EUA 2012/2016: Um país insolvente e ingovernável


A espiral econômica infernal dos EUA: recessão/depressão/inflação.

Os Estados Unidos terminam o ano de 2011 num estado de fraqueza sem equivalente desde a Guerra de Secessão. Já não exercem nenhuma liderança significativa a nível internacional. A confrontação entre blocos geopolíticos aguça-se e acham-se confrontados com quase todos os grandes actores do mundo: China, Rússia, Brasil (e mais geralmente quase toda a América do Sul) e doravante a Eurolândia. Paralelamente, não chegar a dominar um desemprego cuja taxa real está estagnada em tornos dos 20% no pano de fundo de uma redução contínua e sem precedente da população activa (que caiu ao seu nível de 2011). 

O imobiliário, fundamento da riqueza das famílias estado-unidenses juntamente com a bolsa, continua a ver os seus preços caírem ano após ano apesar das tentativas desesperadas do Fed de facilitar os empréstimos à economia através da taxa zero. A bolsa retomou sua baixa interrompida artificialmente pelas duas Quantitative Easing de 2009 e 2010. Os bancos americanos, cujos balanços estão muito mais carregados de produtos financeiros derivados do que os seus homólogos europeus, aproximam-se perigosamente de uma nova série de falências de que a MF Global é um sinal precursor, demonstrando a inexistência dos procedimentos de controle ou de alerta três anos após o colapso da Wall Street em 2008 . 

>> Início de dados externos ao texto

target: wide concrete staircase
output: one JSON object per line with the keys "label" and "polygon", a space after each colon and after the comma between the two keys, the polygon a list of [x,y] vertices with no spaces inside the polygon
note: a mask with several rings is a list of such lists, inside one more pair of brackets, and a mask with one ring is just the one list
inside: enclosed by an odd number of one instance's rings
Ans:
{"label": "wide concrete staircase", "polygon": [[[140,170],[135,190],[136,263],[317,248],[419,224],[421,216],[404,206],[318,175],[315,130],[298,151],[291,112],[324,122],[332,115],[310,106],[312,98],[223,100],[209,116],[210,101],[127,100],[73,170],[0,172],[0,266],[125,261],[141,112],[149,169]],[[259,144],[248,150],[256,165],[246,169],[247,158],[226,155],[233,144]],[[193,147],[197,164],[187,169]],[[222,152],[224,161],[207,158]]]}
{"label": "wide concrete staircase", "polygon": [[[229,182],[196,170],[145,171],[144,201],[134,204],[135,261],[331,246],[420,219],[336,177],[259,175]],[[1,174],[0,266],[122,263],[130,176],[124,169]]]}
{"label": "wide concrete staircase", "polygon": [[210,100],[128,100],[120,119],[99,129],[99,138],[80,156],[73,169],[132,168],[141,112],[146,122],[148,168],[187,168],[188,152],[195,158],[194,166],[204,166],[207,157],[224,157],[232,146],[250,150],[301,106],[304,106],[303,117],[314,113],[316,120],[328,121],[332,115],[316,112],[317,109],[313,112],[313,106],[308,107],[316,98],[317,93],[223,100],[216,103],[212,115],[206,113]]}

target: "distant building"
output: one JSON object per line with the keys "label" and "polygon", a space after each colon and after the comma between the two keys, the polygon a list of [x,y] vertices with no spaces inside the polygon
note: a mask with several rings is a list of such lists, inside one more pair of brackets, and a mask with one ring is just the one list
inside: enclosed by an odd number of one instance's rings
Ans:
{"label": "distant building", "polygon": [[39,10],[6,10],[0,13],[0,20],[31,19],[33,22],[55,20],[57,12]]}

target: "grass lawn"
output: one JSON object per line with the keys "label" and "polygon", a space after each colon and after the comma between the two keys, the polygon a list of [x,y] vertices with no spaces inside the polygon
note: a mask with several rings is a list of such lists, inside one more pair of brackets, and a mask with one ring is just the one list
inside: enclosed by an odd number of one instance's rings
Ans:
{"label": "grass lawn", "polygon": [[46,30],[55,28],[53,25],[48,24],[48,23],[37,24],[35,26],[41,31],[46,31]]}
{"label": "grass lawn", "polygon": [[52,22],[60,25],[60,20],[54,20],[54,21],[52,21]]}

A pobreza estende-se cada dia um pouco mais através do país, em que um americano em cada seis depende doravante de selos de alimentação  e em que uma criança em cada cinco experimenta episódios de vida na rua . Os serviços públicos (educação, sociais, polícia, rodoviários, ...) foram consideravelmente reduzidos em todo o país para evitar as falências de cidades, municípios ou Estados. O êxito encontrado pela revolta das classes médias e dos jovens (Tea Party e Occupy Wall Street) é explicado por estas evoluções objectivas. E os próximos anos verão estas tendências agravarem-se. 

O estado de fraqueza da economia e da sociedade estado-unidense de 2011 é, paradoxalmente, o resultado das tentativas de "salvamento" efectuadas em 2009/2010 (planos de estímulo, QE, ...) e da degradação de uma situação "normal" pré 2008. O ano de 2012 vai assinalar o primeiro ano de degradação a partir de uma situação já muito deteriorada.